LA PROVOCAZIONE
Amara analisi sullo stato dei locali. Mentre la Michelin si accorge del capoluogo siciliano, non ci resta che il cibo di strada
Come si mangia a Palermo?
di Fabrizio Carrera
Come si mangia a Palermo? Giuro che da qualche tempo questa domanda mi mette in crescente imbarazzo. Non riesco a rispondere. Lasciando un po’ stupiti i miei interlocutori. E’ inutile nascondersi, dietro a questa domanda c’è tutta una città. La sua voglia di stare al passo coi tempi, il suo tasso di creatività, lo stato di salute economico, la difesa delle proprie tradizioni. Di tutto, insomma. Torniamo alla domanda iniziale. Come si mangia a Palermo?
Neanche tra queste righe mi sento di dare una risposta. Ma non voglio avvalermi della facoltà di non rispondere. E’ solo che non trovo stimoli o spunti per poter affermare qualcosa. Se provo a rispondere che a Palermo si mangia male, sarebbe un po’ inesatto. Due o tre indirizzi si possono ancora conservare. Senza strafare. L’importante è sapere cosa vuoi mangiare: carne, pesce, un primo fatto bene, un locale dove c’è la carta dei vini imponente, un panino per uno spuntino veloce. Ecco, per limitare i danni al vostro palato e al vostro portafoglio, l’importante è sapere cosa si vuole. E cercare di mettere d’accordo tutti i commensali. Tralasciamo poi la parola “location” o la parola “servizio” perché siamo ancora all’anno zero. Suggestioni tra i tavoli o attenzioni per il cliente sono concetti ancora molto lontani dalle teste di chi gestisce un ristorante a Palermo. Le quali sono sempre governate dal concetto di quantità che resiste a ogni moda e a ogni tempo. Numeri, coperti, incassi.
Quello che non si può nascondere è che l’offerta del mangiar fuori non registra da anni novità di rilievo. Tasso di creatività o fantasia uguale a zero virgola qualcosa, la maggior parte vivacchia lamentandosi senza fine o parlando male del vicino, va meglio chi difende le tradizioni o chi propone formule molto moderne come l’aperitivo rinforzato o cene fatte da piccoli snack magari con un calice di vino appropriato.
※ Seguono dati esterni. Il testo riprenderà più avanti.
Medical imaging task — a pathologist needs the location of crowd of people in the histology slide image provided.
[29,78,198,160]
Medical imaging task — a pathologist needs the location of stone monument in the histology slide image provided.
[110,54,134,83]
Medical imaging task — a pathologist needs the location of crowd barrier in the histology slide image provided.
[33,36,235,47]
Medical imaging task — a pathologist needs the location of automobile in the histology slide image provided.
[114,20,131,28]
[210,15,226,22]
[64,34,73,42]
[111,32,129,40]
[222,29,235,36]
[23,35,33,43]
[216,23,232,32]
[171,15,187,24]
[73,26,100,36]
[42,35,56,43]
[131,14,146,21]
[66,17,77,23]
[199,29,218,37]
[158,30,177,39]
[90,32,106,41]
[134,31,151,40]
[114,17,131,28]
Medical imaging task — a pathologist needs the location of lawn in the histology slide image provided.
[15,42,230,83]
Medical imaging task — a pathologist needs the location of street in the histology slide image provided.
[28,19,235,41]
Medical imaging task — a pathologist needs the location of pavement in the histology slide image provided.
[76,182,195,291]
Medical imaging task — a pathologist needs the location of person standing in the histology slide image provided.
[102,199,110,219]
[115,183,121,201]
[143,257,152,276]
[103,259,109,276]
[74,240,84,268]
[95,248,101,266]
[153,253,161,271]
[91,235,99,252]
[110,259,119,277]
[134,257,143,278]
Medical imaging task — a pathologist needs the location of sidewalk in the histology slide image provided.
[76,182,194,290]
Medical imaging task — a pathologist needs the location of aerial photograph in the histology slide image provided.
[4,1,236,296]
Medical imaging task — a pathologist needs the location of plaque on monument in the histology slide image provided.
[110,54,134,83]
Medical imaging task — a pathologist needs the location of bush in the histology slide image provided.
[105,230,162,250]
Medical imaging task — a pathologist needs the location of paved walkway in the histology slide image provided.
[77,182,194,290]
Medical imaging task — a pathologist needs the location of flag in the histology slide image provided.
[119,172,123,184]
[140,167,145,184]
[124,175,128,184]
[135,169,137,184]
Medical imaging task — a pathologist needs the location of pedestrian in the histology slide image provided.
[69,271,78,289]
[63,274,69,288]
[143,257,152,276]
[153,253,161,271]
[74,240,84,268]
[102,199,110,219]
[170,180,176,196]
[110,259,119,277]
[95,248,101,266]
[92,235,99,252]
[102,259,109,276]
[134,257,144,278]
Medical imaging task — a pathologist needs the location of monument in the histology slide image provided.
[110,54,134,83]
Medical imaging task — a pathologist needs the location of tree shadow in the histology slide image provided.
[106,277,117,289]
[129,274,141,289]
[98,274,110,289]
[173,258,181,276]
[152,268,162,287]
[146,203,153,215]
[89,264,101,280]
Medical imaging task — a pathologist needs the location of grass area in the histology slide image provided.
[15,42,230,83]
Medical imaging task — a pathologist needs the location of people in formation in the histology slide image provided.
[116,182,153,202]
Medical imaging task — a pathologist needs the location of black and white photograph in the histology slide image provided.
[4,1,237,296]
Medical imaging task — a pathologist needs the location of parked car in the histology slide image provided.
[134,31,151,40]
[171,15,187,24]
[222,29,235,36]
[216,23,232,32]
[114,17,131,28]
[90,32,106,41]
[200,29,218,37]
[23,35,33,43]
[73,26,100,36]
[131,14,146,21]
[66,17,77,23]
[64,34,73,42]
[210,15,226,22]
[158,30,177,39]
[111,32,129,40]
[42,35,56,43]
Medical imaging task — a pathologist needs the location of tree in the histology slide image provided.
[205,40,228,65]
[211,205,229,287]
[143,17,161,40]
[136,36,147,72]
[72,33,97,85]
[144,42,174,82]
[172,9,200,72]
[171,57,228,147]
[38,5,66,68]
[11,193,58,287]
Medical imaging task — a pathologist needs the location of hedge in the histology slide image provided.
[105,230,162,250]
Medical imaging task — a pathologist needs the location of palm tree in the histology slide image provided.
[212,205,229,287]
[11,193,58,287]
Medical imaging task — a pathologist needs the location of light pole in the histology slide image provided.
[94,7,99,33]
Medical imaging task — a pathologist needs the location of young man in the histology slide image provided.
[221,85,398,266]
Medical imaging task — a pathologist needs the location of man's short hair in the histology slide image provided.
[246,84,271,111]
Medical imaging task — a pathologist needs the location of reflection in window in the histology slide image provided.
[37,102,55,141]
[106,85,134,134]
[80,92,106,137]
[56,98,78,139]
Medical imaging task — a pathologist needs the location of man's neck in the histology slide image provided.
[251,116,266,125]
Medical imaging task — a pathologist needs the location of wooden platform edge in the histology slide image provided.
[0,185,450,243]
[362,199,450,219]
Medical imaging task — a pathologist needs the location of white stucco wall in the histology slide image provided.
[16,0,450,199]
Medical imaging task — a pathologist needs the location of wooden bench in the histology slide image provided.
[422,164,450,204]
Ma col mangiar bene non c’entra nulla. Sarà colpa anche della crisi economica, girano pochi soldi. I locali che aprono i battenti non mancano ma nulla di emozionante, nulla da poterci far dire che Palermo sta crescendo.
Eppure in questo grigiore assoluto potrebbe accadere qualcosa di importante. Gira voce che la Guida Michelin starebbe per assegnare una stella a un locale. Un paio i nomi in lizza e sarebbe un testa a testa. C’è il nome noto e l’outsider ma non vi diremo di più. Chissà che questo non serva a smuovere le acque immobili della ristorazione palermitana. Chissà che qualcuno di voi ci segnali un posto che metta in discussione la nostra amara analisi. Per consolarci annotiamo che quello di cui andar fieri a Palermo è il cibo di strada: panelle, pane con la milza, sfincioni, stigghiole, polpi bolliti e altre leccornie restano un motivo d’orgoglio. Senza pretese, cibo povero (i polpi ormai un po’ meno) ma dignitosissimo, sono una bandiera del nostro mangiar bene. Forse dobbiamo rintanarci lì, tra padelle zeppe di olio e graticole fumanti per poter dire che a Palermo si mangia ancora bene.